Бейкер рассказал ему о разговоре с Фликом и о полученном задании.
— Вот-вот! И я тебя искал по этому же поводу! Люди должны знать полную правду обо всем, что делается у ворот и внутри «Реттунга». А то ведь черт знает что творится! Сейчас звонил мой шеф из Бонна. Он намекнул, что меня могут снять с работы, если мои люди не нападут на след тайного генерала. А главное — страшно был недоволен тем, что я либеральничаю с активистами из палаточного городка. Он так и выразился: «Не понимаю, почему до сих пор никто из них не арестован, хотя есть благоприятный повод в связи с пожаром на базе…». Ты там был. Будь добр, напиши правду, все, как есть. Я тебе верю и буду ссылаться на твой материал…
Словом, Бейкер ушел от Дорнье не только не успокоенным, а вконец озадаченным.
Остаток этого дня он просидел над новым вариантом репортажа, что обернулось для автора настоящим профессиональным кошмаром.

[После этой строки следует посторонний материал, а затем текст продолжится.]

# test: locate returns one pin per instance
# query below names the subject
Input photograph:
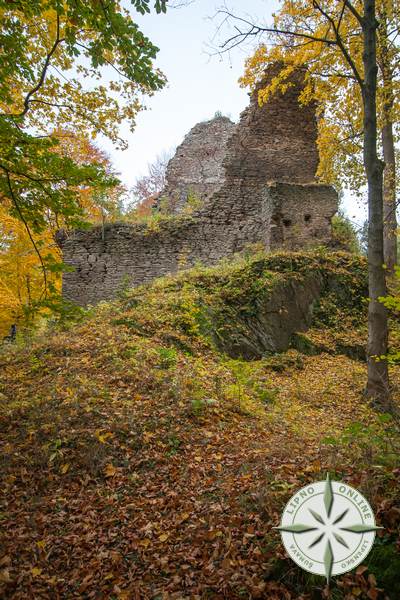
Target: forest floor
(134, 469)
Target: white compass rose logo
(328, 528)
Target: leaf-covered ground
(138, 462)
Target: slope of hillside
(138, 460)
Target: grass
(137, 461)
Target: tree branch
(340, 44)
(42, 78)
(19, 211)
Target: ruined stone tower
(256, 181)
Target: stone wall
(196, 170)
(263, 191)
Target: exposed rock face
(276, 317)
(262, 191)
(196, 170)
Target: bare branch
(42, 78)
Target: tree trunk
(389, 196)
(389, 176)
(378, 379)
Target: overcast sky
(199, 84)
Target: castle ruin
(256, 181)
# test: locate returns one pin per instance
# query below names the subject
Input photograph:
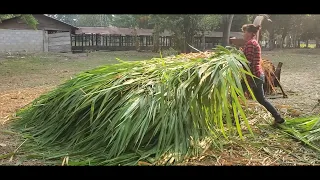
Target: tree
(226, 21)
(27, 18)
(208, 23)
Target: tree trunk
(156, 39)
(204, 41)
(136, 39)
(226, 29)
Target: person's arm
(249, 52)
(255, 63)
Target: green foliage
(131, 111)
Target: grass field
(25, 77)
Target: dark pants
(257, 89)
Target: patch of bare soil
(10, 102)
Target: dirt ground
(24, 79)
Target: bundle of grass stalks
(139, 111)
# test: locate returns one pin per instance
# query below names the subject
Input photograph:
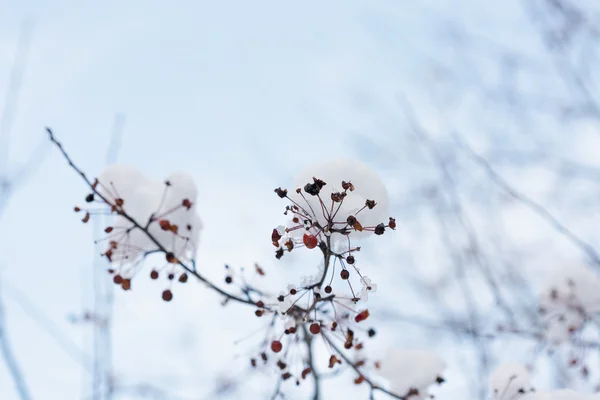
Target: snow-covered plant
(335, 204)
(569, 299)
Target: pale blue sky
(240, 94)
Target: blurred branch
(537, 208)
(9, 358)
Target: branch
(374, 387)
(144, 229)
(535, 207)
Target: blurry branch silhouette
(103, 293)
(11, 99)
(537, 208)
(160, 248)
(46, 324)
(8, 183)
(9, 358)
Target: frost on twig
(154, 217)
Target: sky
(240, 95)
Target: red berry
(315, 328)
(276, 346)
(167, 295)
(310, 241)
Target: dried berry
(361, 316)
(167, 295)
(276, 346)
(315, 328)
(310, 241)
(281, 192)
(392, 223)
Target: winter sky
(240, 94)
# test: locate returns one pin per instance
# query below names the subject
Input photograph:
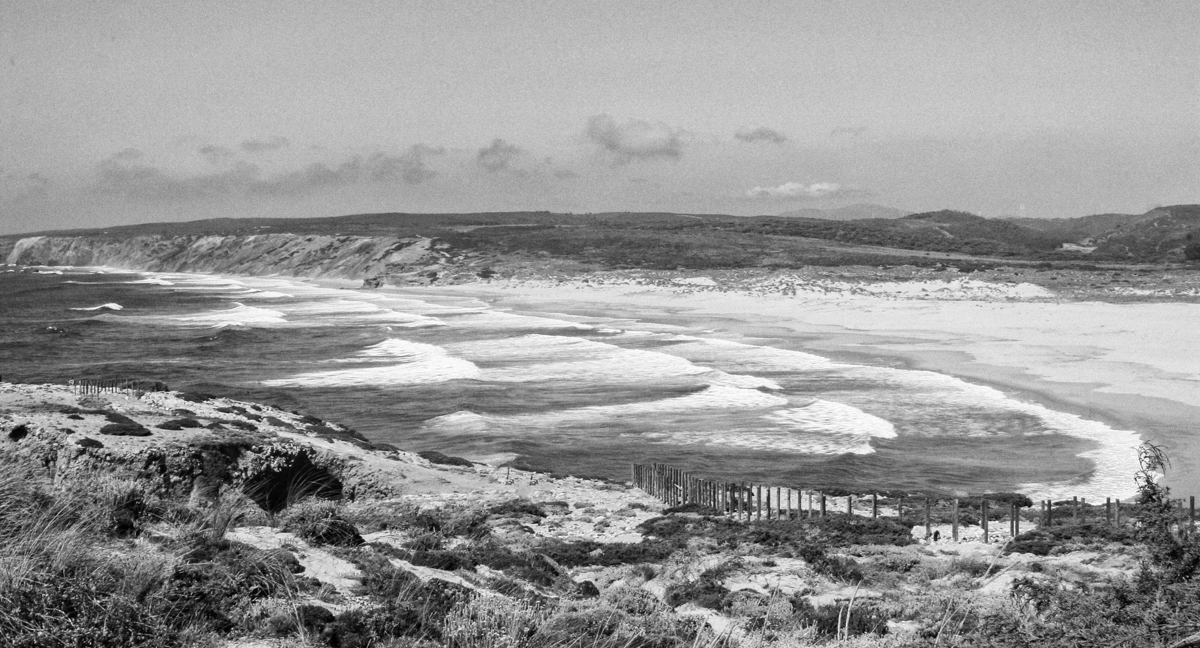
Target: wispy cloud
(849, 131)
(131, 179)
(215, 155)
(635, 139)
(761, 135)
(497, 156)
(269, 144)
(799, 191)
(129, 155)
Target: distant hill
(851, 213)
(657, 240)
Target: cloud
(857, 131)
(215, 155)
(114, 178)
(269, 144)
(409, 167)
(497, 156)
(635, 139)
(799, 191)
(761, 133)
(148, 183)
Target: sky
(124, 112)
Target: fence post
(929, 531)
(983, 515)
(954, 528)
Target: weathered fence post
(954, 528)
(928, 520)
(983, 515)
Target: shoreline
(838, 340)
(1157, 420)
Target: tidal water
(587, 396)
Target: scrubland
(109, 553)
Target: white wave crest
(831, 418)
(239, 316)
(423, 364)
(109, 306)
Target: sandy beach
(1128, 365)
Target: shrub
(841, 569)
(433, 456)
(864, 618)
(321, 522)
(705, 592)
(492, 622)
(124, 430)
(514, 508)
(18, 432)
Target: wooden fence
(127, 387)
(748, 502)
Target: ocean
(429, 370)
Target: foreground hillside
(169, 519)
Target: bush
(515, 508)
(864, 618)
(841, 569)
(321, 522)
(124, 430)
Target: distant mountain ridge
(850, 213)
(430, 244)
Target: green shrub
(515, 508)
(864, 618)
(125, 430)
(433, 456)
(319, 522)
(834, 567)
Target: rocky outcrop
(294, 255)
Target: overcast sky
(124, 112)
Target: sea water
(575, 395)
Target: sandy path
(1129, 365)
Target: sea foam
(109, 306)
(423, 364)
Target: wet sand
(1128, 365)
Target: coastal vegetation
(117, 555)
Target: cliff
(294, 255)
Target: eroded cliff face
(293, 255)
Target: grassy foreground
(106, 558)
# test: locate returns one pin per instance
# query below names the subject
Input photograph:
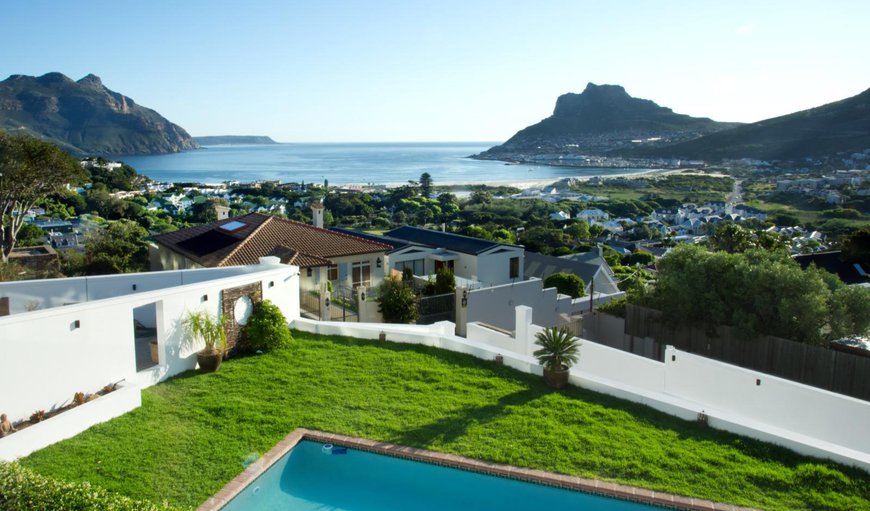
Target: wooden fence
(818, 366)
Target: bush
(445, 282)
(267, 328)
(24, 490)
(397, 302)
(614, 307)
(567, 284)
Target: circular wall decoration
(243, 309)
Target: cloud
(746, 28)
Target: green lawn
(193, 433)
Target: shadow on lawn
(451, 428)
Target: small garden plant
(210, 330)
(266, 329)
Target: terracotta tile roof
(244, 239)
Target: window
(361, 273)
(515, 268)
(442, 264)
(417, 266)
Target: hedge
(24, 490)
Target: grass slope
(193, 432)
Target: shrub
(567, 284)
(559, 349)
(641, 258)
(267, 328)
(24, 490)
(614, 307)
(397, 302)
(445, 282)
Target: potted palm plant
(211, 330)
(559, 351)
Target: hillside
(839, 127)
(234, 140)
(601, 119)
(84, 117)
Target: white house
(488, 263)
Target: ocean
(343, 164)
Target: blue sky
(343, 71)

Конфиденциальные слухи о причастности к пожару на базе русского шпиона, переодетого в форму пятизвездного генерала, никак не влезали в текст интервью с палаточниками.
Он испробовал все приемы многолетнего журналистского опыта, чтобы подогнать к старым фактам новую версию. Туманный намек не получился. Форма анонимного допроса, который приводил бы к логическому выводу: «шпион из Москвы устроил диверсию», — тоже не склеивалась. Он подавал факт сразу, делал из него сенсацию в середине материала, потом пробовал прибегнуть к эффектной концовке с риторическим вопросом. Все бесполезно! Фальшь, накладываемая на живую речь, шедшую от гневного честного сердца, отскакивала шелухой, скатывалась прочь, плавала на поверхности. Впервые Гюнтер не верил тому, что писал. И ложь проступала, как жирное пятно нефти на белых брюках. Ложь, ложь, ложь!!!